>Hi,
> Do you mean I have to write macro in Word incase to control my application?
>However, actually, my app. will automate word 97 to open .doc file to allow TTS engine to read the content of document. So, i don think I should use word97 to automate my application...Or is it possible to write a macro to detect the instance of my application and then close it??
It's absolutely possible to have a Word macro instantiate a COM object (VBA is very good at that) and then pass stuff through the OLE interface to your object.
If you want a button to appear in Word to close your application, but leave Word running, you need to run some VBA code to talk to you application to shut it down, so obviously, you need a Word macro here. Alternatively, you can just use Alt-TAB to switch between applications and use you own application's interface to shut things down, so that Word isn't concerned with what your application is doing.
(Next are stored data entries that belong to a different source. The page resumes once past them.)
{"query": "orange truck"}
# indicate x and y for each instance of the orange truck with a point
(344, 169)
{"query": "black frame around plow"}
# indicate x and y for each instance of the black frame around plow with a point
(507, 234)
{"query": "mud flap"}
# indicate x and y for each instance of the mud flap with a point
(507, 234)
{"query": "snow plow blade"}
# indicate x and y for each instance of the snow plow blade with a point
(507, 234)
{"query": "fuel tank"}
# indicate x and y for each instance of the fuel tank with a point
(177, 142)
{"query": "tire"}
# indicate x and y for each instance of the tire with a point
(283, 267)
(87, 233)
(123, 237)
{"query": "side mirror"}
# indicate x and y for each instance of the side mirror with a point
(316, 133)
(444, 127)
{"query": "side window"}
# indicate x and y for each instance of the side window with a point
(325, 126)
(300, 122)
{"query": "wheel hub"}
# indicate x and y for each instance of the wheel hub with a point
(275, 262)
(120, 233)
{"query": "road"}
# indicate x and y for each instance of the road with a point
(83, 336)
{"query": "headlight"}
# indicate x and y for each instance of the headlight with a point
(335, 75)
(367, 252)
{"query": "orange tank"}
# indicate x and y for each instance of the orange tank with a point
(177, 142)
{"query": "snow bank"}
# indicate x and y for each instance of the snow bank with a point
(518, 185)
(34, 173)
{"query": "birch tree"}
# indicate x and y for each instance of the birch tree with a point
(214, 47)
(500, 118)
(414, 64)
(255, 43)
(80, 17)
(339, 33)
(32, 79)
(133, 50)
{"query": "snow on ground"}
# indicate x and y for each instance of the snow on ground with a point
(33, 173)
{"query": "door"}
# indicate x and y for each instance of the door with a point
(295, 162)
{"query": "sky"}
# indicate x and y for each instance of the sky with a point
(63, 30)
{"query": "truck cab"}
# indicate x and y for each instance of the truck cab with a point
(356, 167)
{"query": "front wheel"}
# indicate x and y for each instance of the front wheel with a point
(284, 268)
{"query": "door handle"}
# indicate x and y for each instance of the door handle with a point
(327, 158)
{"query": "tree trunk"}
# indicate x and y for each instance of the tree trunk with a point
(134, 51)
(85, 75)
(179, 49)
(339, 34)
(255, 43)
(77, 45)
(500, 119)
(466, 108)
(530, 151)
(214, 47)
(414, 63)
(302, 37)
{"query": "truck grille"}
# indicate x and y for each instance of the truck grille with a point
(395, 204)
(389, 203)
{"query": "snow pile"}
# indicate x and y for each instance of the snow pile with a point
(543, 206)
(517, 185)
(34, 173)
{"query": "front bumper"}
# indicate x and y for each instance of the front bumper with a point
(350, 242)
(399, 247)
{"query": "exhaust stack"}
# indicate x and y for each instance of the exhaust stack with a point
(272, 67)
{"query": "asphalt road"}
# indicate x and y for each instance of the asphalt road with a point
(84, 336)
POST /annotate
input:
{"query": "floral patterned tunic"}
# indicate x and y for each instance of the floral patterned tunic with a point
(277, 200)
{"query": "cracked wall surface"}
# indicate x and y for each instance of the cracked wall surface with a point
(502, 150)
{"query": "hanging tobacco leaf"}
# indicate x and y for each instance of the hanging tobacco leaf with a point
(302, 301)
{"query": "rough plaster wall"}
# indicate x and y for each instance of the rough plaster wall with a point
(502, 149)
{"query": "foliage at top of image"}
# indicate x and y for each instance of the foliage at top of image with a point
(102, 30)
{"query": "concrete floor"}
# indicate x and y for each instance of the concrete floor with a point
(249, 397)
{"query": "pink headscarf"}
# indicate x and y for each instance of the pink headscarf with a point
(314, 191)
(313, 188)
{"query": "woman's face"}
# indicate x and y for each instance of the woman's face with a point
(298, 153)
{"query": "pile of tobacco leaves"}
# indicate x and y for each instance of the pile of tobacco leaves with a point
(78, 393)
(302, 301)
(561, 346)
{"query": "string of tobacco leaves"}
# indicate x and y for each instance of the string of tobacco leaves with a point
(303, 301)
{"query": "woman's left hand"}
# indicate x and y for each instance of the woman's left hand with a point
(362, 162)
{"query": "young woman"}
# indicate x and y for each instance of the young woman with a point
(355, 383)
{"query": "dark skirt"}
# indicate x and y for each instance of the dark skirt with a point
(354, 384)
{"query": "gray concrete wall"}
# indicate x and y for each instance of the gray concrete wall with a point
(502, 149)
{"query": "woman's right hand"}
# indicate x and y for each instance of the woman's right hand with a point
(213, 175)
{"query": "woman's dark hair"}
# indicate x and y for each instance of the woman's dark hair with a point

If your application doesn't have an OLE interface, finding and shutting down your application programmatically in Word will involve API calls in VBA; I haven't tried doing that myself, but there's reasonable documentation on programming in VBA available from third-party sources; a trip to one of the larger chain bookstores like Barnes & Noble, or one of the on-line sites like amazon.com should provide you with plenty of titles.
Whether you write your app as an OLE server and have Word instantiate it and talk to it via an OLE interface, or your application launches Word and gets things back is a matter of how you design the application to work. From a design standpoint, which app is in control - is your app acting as an extyension of Word, or is Word providing services back to your application? the answer to that should drive the design.